Effect Of Abundance Of Egfr Activating Mutations And Presence Of T790m Imitation In Tkis-Naive Tumor Specimen On Gefitinib Response Duration In Patients With Non-Small Cell Lung Cancer.

e19077 Background: T790M mutation has been suggested to be present in pre-TKIs treatment samples in some patients and associated with EGFR-TKIs response duration, but the results were conflicted. Abundance of EGFR activating mutations might be an influence factor. So we used highly sensitive methods to detect T790M mutation and quantify EGFR activating mutations in TKIs naïve specimens and investigated the clinical significance of them. Methods: A highly sensitive ACB-PCR was used to detect T790M mutation in NSCLC patients with EGFR activating mutations. The abundance of EGFR activating mutations was relatively quantified by MALDI-TOF MS. The association between T790M mutation, abundance of EGFR activating mutations and clinical benefit from TKIs treatment was analyzed. Results: In the pre-TKIs treatment samples from 27 patients, ACB-PCR identified 6 patients with T790M mutation. 18 patients had high abundance of EGFR activating mutations quatified by MALDI-TOF MS. Smoking was significantly associated with low abundance of EGFR activating mutations (P<0.05). Although not reaching significant difference, median PFS in patients with T790M in pre-TKIs samples was shorter than that without T790M mutation (3.2 v 15.9 months). Patients with high abundance of EGFR activating mutations had longer median PFS than those with low abundance (20 v 4 months, respectively; P<0.05). When the patients were subdivided into three groups (Group A, both T790M and low abundance of EGFR activating mutations; Group B, either T790M or low abundance; Group C, high abundance without T790M), the median PFS for three groups was 2, 4.2, and 20 months, respectively and had significant difference (P<0.05).
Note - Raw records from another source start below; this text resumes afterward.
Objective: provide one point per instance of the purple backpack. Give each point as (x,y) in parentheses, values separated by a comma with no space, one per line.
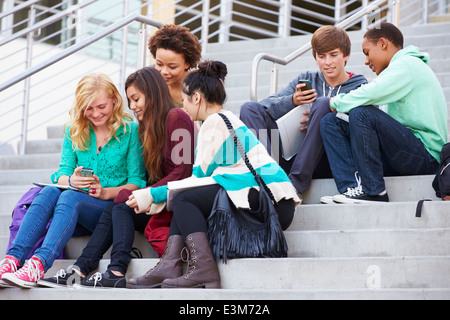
(18,215)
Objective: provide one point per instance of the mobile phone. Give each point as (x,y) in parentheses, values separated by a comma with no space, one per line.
(308,85)
(86,172)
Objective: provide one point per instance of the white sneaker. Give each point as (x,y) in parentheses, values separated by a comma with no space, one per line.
(327,200)
(349,195)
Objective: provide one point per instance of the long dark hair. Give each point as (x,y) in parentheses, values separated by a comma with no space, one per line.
(152,129)
(209,80)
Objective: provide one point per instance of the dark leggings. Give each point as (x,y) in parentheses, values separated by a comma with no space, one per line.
(192,208)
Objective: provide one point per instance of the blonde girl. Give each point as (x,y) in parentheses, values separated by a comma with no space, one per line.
(99,136)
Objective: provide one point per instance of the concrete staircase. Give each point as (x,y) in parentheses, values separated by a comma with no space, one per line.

In multivariate Cox regression model, abundance of EGFR activating mutations was associated with PFS (HR 14.698; 95% CI, 3.609 to 59.868; P<0.05). Conclusions: T790M mutation and abundance of EGFR activating mutations were associated with TKIs response duration. Using highly sensitive methods, the detection of de novo T790M and quantification of abundance of EGFR activating mutations should be recommended before EGFR-TKIs individualized therapy.